Tutte le epigrafi della colonna A, così come le due ultime della colonna D, iniziano con un signum crucis. Gli altri tituli, invece, sono separati da tre puntini verticali. Tale variazione nella punteggiatura, che non è casuale, potrebbe trovare una spiegazione nel fatto che le epigrafi dotate di signum crucis hanno uno stile discorsivo, con frasi articolate di senso compiuto, non prive, per esempio, di frasi subordinate; mentre le epigrafi separate da tre puntini sono estremamente brevi, più assimilabili a tituli semplici che a frasi vere e proprie. Possiamo pertanto affermare che nella colonna A, dove troviamo frasi articolate e nella D (zone VIII e IX), dove le due iscrizioni descrivono l’unico episodio raffigurato su ciascuna fascia, era necessario un segno che individuasse l’inizio95, vieppiù se consideriamo che in tutti questi casi si tratta di una scriptio continua. Vale la pena di rammentare che spesso le iscrizioni applicate su oggetti cilindrici o che comunque hanno un senso di lettura circolare hanno il loro inizio segnato da una piccola croce. Tale è il caso dei bastoni pastorali, delle campane, delle iscrizioni su anelli o quelle che girano intorno ai margini di molte lastre tombali, ma anche di iscrizioni intorno a un clipeo96. In un solo caso abbiamo sulla colonna A (A.III) la presenza sulla stessa zona di tre tituli diversi e quindi delle due punteggiature: la croce per indicare l’inizio e i tre puntini verticali per separare un episodio dall’altro.

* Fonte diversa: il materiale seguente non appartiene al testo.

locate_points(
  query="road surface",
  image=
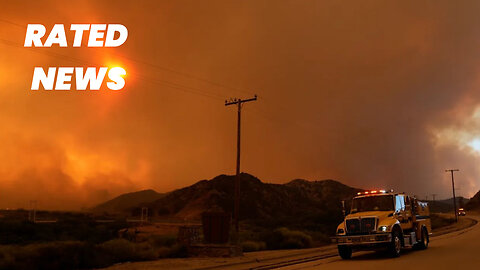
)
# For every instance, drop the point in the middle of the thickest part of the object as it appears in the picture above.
(450, 251)
(457, 249)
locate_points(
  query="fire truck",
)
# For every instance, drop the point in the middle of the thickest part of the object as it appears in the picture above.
(386, 220)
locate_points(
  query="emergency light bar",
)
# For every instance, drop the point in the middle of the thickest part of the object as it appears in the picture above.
(372, 192)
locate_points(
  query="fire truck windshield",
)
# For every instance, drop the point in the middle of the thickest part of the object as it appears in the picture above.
(372, 203)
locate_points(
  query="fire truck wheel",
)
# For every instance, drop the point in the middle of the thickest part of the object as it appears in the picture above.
(345, 252)
(396, 245)
(424, 241)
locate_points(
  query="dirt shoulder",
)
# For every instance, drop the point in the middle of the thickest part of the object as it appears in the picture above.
(255, 259)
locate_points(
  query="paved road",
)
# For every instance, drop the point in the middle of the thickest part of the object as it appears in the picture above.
(451, 251)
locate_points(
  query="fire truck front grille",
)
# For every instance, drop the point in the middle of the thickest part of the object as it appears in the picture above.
(360, 226)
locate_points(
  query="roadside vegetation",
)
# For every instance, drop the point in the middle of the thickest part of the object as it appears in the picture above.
(75, 241)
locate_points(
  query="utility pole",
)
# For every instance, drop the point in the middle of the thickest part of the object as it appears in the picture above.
(236, 206)
(453, 189)
(32, 214)
(433, 202)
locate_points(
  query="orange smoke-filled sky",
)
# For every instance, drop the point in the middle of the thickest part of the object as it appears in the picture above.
(374, 94)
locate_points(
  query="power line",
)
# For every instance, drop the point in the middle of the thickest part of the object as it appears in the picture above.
(453, 189)
(236, 209)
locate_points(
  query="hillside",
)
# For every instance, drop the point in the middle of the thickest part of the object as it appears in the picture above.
(297, 203)
(127, 202)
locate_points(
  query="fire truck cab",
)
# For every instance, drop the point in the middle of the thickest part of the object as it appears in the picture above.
(382, 219)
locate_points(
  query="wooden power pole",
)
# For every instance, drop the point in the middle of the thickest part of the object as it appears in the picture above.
(453, 188)
(236, 207)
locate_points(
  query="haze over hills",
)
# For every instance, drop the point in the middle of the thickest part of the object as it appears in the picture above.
(299, 201)
(308, 203)
(127, 202)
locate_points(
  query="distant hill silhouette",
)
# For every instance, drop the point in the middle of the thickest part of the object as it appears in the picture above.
(127, 202)
(474, 202)
(299, 202)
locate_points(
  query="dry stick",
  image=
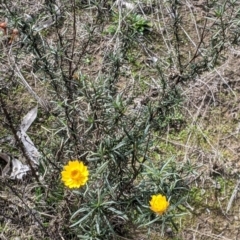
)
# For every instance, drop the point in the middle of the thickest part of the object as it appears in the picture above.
(29, 209)
(14, 131)
(234, 194)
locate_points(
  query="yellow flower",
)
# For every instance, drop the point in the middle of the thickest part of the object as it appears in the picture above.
(74, 174)
(159, 204)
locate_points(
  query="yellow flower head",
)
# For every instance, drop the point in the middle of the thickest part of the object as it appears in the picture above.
(74, 174)
(159, 204)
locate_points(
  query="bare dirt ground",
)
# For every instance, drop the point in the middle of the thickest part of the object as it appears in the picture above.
(209, 140)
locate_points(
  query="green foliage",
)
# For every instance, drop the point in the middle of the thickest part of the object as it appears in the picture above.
(108, 115)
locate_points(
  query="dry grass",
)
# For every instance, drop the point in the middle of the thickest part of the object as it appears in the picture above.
(207, 136)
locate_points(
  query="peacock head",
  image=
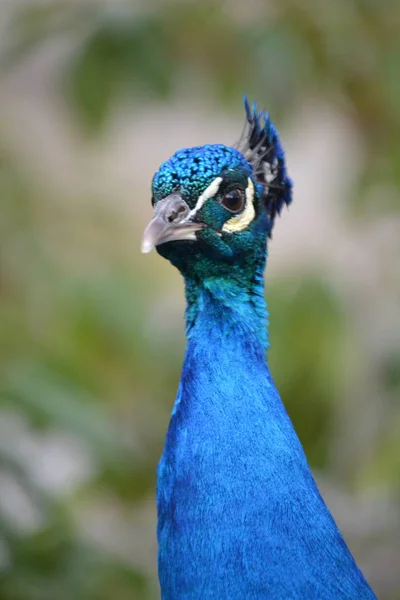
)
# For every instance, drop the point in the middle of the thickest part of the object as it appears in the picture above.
(215, 206)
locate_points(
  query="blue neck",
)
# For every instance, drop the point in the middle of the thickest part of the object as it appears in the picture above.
(230, 307)
(239, 514)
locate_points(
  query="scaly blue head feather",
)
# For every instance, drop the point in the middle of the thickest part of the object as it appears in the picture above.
(239, 514)
(215, 207)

Nonostante la scarsità di frasi articolate, è possibile fare qualche considerazione dal punto di vista sintattico a partire da A.VIII e A.IX dove compaiono le uniche due proposizioni subordinate. In entrambi i casi, e diversamente dal latino classico, il pronome relativo non è inserito in prossimità del termine a cui si riferisce.

Ysachar Virginem recipit in templo quae nullo iuvante per se gradus ascendit Virga Ioseph apparuit florida cui virgo fuerat commendanda

Sembra invece un vero e proprio refuso la parola sacrifium al posto di sacrificium di A.II, oppure si può ipotizzare che l’incisore abbia omesso il segno di abbreviazione per le due lettere mancanti.

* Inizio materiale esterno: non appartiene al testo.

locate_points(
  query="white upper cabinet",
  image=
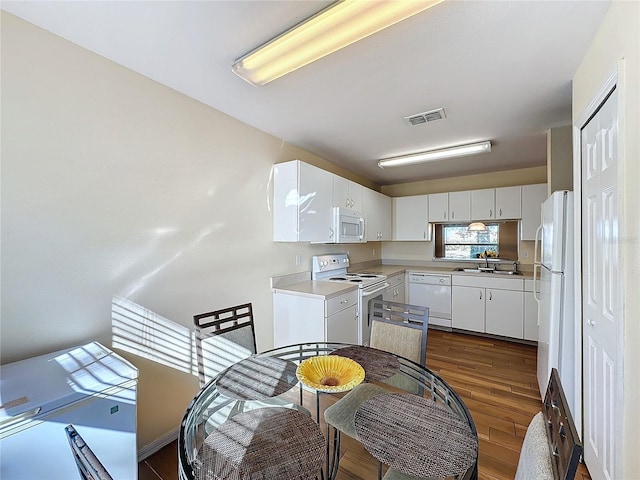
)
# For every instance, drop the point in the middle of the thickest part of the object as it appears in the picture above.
(376, 208)
(438, 207)
(532, 198)
(483, 204)
(508, 203)
(460, 206)
(410, 218)
(302, 203)
(347, 194)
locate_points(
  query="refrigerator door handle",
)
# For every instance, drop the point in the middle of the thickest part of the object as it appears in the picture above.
(536, 265)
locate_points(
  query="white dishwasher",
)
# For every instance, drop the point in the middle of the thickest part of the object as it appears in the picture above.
(434, 291)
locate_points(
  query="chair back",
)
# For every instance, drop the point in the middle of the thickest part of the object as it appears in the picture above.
(551, 449)
(89, 466)
(223, 337)
(399, 328)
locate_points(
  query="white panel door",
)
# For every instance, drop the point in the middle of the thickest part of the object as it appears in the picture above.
(508, 203)
(460, 206)
(411, 218)
(601, 315)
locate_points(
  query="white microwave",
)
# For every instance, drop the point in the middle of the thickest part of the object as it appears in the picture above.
(348, 226)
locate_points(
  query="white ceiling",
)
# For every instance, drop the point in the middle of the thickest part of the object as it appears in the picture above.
(502, 71)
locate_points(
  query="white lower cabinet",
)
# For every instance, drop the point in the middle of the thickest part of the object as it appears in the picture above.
(467, 308)
(301, 318)
(488, 305)
(504, 312)
(395, 292)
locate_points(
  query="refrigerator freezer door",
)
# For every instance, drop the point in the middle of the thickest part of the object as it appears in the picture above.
(88, 386)
(549, 325)
(51, 381)
(40, 449)
(554, 213)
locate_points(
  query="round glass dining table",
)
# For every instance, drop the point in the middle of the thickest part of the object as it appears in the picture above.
(412, 434)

95 Cfr. Ingrand-Varenne 2016, p. 227.

96 Cfr. Ingrand-Varenne 2016, p. 227. Vedi per esempio: l’arazzo conservato al Museo di Gerona ma

proveniente dalla cattedrale databile al 1075 circa (Debiais 2017, pp. 33-44), dove l’inizio delle due iscrizioni concentriche è segnato da una croce; la patena dell’abate Pelagio conservata al Louvre ma proveniente dalla chiesa spagnola di Santiago di Peñalba databile al XII secolo (Favreau 1993, pp. 31-48), le iscrizioni della croce di Teodorico della prima metà del XII secolo conservata al Tesoro del Duomo di Magonza, che presentano inoltre una scriptio continua (Debiais 2017, pp. 51-63), l’iscrizione del timpano della cattedrale di Jaca datato all’ultimo decennio del XI secolo, pure essa in scriptio continua (Favreau 19962, pp. 535-560).